• Reportage fatal, Shakedown, Joseph Pevney, 1950

    Reportage fatal, Shakedown, Joseph Pevney, 1950 

    Au tout début des années cinquante, le film noir a évolué vers quelque chose de plus dur, de plus social si on peut dire, sans doute à cause de la répression de la chasse aux sorcières que l’HUAC avait engagée contre le film noir. Le personnage du journaliste ou du patron de journal est devenu presque central. Mais si auparavant il existe comme une sorte de chevalier blanc, un héros, celui qui fait sortir la vérité nue du puits et éclaire l’opinion pour consolider la démocratie, il va être maintenant beaucoup plus ambigu. Samuel Fuller qui fut aussi journaliste, va donner quelques scénarios dans ce sens, par exemple Power of the press signé Lew Landers, puis plus tard Scandal Sheet en 1951, signé Phil Karlson[1]. Un journaliste ou un patron de journal peut tout aussi bien être une crapule, ce qui ne l’empêche pas de faire son métier. On a vu cela dans The big clock de John Farrow qui date de 1948[2]. Ici il s’agit d’un photographe qui tente de se faire une place au soleil à tout prix. Mais ça revient au même, c’est la presse qui est mise en question pour son goût du sensationnel et indirectement c’est le goût des Américains pour l’argent qui est dénoncé. Ce film de Joseph Pevney est le premier qu’il tourna en tant que réalisateur. Il sortait alors d’une carrière d’acteur qui n’avait pas été totalement concluante, et dans le film noir, il va donner le meilleur de lui-même. Les scénaristes qui ont œuvré en amont, sont convaincus que le film noir est un excellent véhicule pour la critique sociale. Le premier, Martin Goldsmith, a écrit Detour filmé par Edgar G. Ulmer, et Narrow margin, signé Richard Fleischer, deux films incontournables du cycle classique du film noir. Le second, Aldred Lewis Levitt, a été blacklisté, il avait écrit The boy with green hair pour Joseph Losey, un autre communiste poursuivi par l’HUAC qui dut s’exiler pour avoir la paix.  

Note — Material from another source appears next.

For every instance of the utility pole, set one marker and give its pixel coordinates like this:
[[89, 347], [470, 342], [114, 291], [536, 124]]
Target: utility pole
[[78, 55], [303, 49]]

    Reportage fatal, Shakedown, Joseph Pevney, 1950

    Jack Early a été tabassé pour une photo 

    Jack Early est un photographe qui rêve de gloire et de fortune. Dans des conditions difficiles, il arrive à prendre des photos qui vont l’introduire auprès d’un journal célèbre de San Francisco. Engagé à l’essai grâce à la sollicitude de la belle Ellen Bennett, il va rapidement percer grâce à des photos scabreuses. Un homme qui se noie en voiture, une femme qui saute d’un immeuble en flammes, il est toujours sur le coup. Plus difficile il va photographier un truand notoire, Nick Palmer, que personne n’arrive à photographier. Introduit auprès de Palmer, il va être mis sur la piste d’un gros coup monté par l’ennemi de Palmer, un truand ultra-violent, Colton. Le but de Nick est de faire arrêter indirectement Colton par la police, grâce la photo que Nick prendra sur le vif, afin d’éliminer un rival. Au passage Jack qui commence à flirter avec Ellen, jette aussi son dévolu sur Nita Palmer, la femme du gangster. Les choses marchent comme prévu, sauf que Jack ne donne pas au journal les bonnes photos, il préfère les vendre à Colton. Il va le faire chanter après avoir planquer les négatifs chez Ellen qui ne se doute de rien. Il va mentir à Nick et encaisser beaucoup d’argent. En prenant Colton et sa bande en filature, il va prendre en photo Colton en train de trafiquer la voiture de Nick, mais il prend aussi une image de la mort de Palmer. Glover, le patron de Nick commence à être dégouté des combines de Jack. Mais il n’est pas le seul, Ellen qui lui demande de rester au journal pour sauver le poste de Glover, essuie un refus humiliant et ne veut plus le voir. De son côté Jack n’a pas abandonné l’idée de séduire Nita. Il commence à être connu et recherché. Il est approché par une très riche famille, il a l’idée de monter un casse avec l’aide de Colton, réclamant la moitié du butin pour lui-même. Colton accepte. Mais en vérité il va combiner la perte de Jack avec l’aide de Nita. Cette dernière menace de le tuer, il parvient à s’échapper, Nita encaissant au passage une balle perdue. Mais Colton l’attend en haut des escaliers et l’abat. Dans un dernier geste, Jack prend la photo de Colton en train de lui tirer dessus. 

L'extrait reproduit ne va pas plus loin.